Are you looking for a catchy way to describe two siblings with a very small age gap? The now slightly archaic term Irish twins may be just what you’re looking for. Before you choose to use the phrase Irish twins, however, it’s wise to understand its history. Keep reading to find out more!

Meaning

The phrase Irish twins refers to two siblings who were born in close succession, within 12 to 18 months of each other. Although these siblings are not, in fact, twins, the age gap between them is so small that they may functionally act and be raised as twins.

Irish twins has historically been a derogatory term referencing the devout Catholic nature of the Irish nation and the fertility resulting therefrom.

However, it is not all that uncommon for adult siblings who are very close in age to refer to themselves as Irish twins without any negative connotation.

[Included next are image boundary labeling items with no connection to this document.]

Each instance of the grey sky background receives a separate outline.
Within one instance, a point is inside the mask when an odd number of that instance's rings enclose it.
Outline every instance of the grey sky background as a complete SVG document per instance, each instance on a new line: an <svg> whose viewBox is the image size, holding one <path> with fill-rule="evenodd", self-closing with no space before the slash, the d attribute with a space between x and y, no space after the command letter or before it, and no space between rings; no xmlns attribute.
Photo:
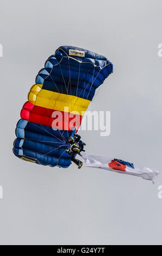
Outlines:
<svg viewBox="0 0 162 256"><path fill-rule="evenodd" d="M89 110L111 111L111 134L80 131L89 154L162 170L162 2L1 1L1 245L162 244L158 187L97 169L48 167L13 154L15 129L45 60L60 45L108 57L114 73Z"/></svg>

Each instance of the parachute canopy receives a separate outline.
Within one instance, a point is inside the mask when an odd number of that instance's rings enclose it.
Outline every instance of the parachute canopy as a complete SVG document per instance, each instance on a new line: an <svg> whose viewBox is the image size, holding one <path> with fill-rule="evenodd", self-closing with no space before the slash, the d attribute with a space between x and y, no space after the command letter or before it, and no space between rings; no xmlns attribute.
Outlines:
<svg viewBox="0 0 162 256"><path fill-rule="evenodd" d="M67 139L78 130L96 89L113 72L105 57L61 46L40 70L21 111L14 154L36 163L68 167Z"/></svg>

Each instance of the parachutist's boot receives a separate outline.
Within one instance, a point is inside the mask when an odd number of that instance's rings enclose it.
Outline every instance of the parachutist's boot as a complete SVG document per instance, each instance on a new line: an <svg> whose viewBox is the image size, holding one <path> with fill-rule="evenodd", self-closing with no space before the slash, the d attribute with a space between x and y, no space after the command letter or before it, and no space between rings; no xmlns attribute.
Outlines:
<svg viewBox="0 0 162 256"><path fill-rule="evenodd" d="M73 148L73 150L76 151L76 152L79 152L80 149L79 149L79 148L76 147L76 148Z"/></svg>
<svg viewBox="0 0 162 256"><path fill-rule="evenodd" d="M80 162L80 163L78 165L78 169L80 169L80 168L82 167L83 164L83 163L82 163L82 162Z"/></svg>

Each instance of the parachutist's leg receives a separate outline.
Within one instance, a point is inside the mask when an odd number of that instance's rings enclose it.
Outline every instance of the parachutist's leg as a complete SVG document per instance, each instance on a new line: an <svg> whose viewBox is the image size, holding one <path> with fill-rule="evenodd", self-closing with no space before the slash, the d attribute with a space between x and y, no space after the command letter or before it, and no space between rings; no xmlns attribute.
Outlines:
<svg viewBox="0 0 162 256"><path fill-rule="evenodd" d="M81 162L81 161L76 159L76 156L77 155L77 154L73 152L71 156L71 160L72 162L73 162L76 164L78 166L79 168L80 168L83 166L83 163L82 162Z"/></svg>

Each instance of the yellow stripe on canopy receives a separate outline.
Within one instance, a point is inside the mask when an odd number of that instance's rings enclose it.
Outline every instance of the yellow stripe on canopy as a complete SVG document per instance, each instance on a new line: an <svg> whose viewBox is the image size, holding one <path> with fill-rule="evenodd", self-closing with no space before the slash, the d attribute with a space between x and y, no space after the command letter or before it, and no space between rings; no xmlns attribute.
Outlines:
<svg viewBox="0 0 162 256"><path fill-rule="evenodd" d="M70 95L42 89L42 84L34 84L28 93L28 101L39 107L68 112L78 112L84 115L91 101L76 96Z"/></svg>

Of course, twins from Ireland can also be called Irish twins — and they could have some fun declaring themselves such when visiting the United States.

Example Usage

Are you curious how the phrase Irish twins might be used in a sentence? Take a look at these examples:

  • (In response to the question “Are you twins?”) No, we’re just Irish twins!
  • Guess what? I’m pregnant again! I didn’t think it would happen so fast but now I’m really looking forward to having Irish twins.
  • Irish twins? Oh no, those aren’t twins from Ireland, those are siblings born really closely together.

Origin

The country of Ireland has historically been devoutly Catholic, and largely remains so even today. Because of this, any method of birth control has been frowned upon as not being in accordance with the Catholic faith, causing Ireland to become known as a country in which people tend to have extremely large families.

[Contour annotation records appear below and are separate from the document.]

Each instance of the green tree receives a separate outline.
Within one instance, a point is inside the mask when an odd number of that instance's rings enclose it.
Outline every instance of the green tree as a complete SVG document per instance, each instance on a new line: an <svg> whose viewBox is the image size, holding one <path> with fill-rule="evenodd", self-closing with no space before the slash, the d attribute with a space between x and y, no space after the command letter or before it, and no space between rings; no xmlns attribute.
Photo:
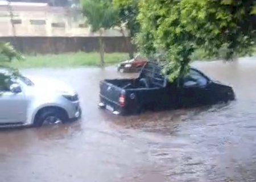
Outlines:
<svg viewBox="0 0 256 182"><path fill-rule="evenodd" d="M0 42L0 67L6 67L14 59L20 60L24 57L9 43Z"/></svg>
<svg viewBox="0 0 256 182"><path fill-rule="evenodd" d="M134 56L133 49L130 46L130 38L135 37L139 30L139 24L137 18L138 14L139 0L113 0L114 6L117 9L118 19L117 24L121 28L123 35L126 38L126 45L129 49L129 56ZM127 37L125 36L123 26L128 31Z"/></svg>
<svg viewBox="0 0 256 182"><path fill-rule="evenodd" d="M203 49L208 56L230 60L248 53L255 39L254 0L141 0L137 43L149 56L164 52L165 71L173 80L185 74L191 56Z"/></svg>
<svg viewBox="0 0 256 182"><path fill-rule="evenodd" d="M98 32L101 65L104 65L104 43L102 34L116 24L117 13L111 0L80 0L82 12L93 32Z"/></svg>
<svg viewBox="0 0 256 182"><path fill-rule="evenodd" d="M6 88L7 85L6 79L8 79L10 76L15 77L19 74L17 69L9 67L9 64L13 59L22 60L23 56L9 43L0 42L0 68L5 68L9 70L11 74L1 75L0 77L0 87Z"/></svg>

When a mass migration of Irish people to the United States occurred in the nineteenth century, those siblings who were less than a year apart in age came to be referred to as Irish twins because of this stereotype.

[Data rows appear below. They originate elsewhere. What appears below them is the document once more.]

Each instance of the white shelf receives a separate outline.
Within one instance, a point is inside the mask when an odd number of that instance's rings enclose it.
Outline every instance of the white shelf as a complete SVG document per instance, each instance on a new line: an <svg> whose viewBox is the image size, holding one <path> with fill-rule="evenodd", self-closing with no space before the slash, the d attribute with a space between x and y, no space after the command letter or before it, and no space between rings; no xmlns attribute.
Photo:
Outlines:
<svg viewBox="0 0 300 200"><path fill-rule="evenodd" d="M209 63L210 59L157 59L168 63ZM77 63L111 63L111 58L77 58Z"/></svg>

It is not necessary for siblings born less than a year apart to be Irish to be called Irish twins; the saying soon expanded to include people not of Irish descent as well. Indeed, Irish twins can be born more than a year apart as well — those born within 18 months of each other may also be referred to as such.

The phrase Irish twins was long considered to be insulting. Its origins should be viewed in the context of the discrimination Irish immigrants to the United States faced.

While some people still consider the phrase Irish twins to be derogatory today, plenty of people use it in a purely descriptive way.

Phrases Similar to Irish twins

You may also come across the phrases “Catholic twins” and “Dutch twins“, which have the same meaning. These phrases are, however, far less commonly used.

Phrases Opposite to Irish Twins

There are, interestingly, no equivalent phrases to describe siblings with a very large age gap.

What Is the Correct Saying?

The correct saying is Irish twins, meaning siblings born less than a year (or up to 18 months) apart.

Ways People May Say Irish Twins Incorrectly

The phrase “Irish twins” has become so ingrained in the English language that few stop to think about its origins. Before you use it, you should ideally consider the negative connotations associated with the phrase Irish twins, which some still consider to be offensive.

Do not tell a very fertile and large Catholic family that they have multiple sets of Irish twins, for instance, as you will likely cause offense.

Acceptable Ways to Phrase Irish Twins

You may choose to use the phrase Irish twins to refer to yourself and your sibling if you are, in fact, part of a set of Irish twins. It is best to refrain from calling other sets of siblings Irish twins.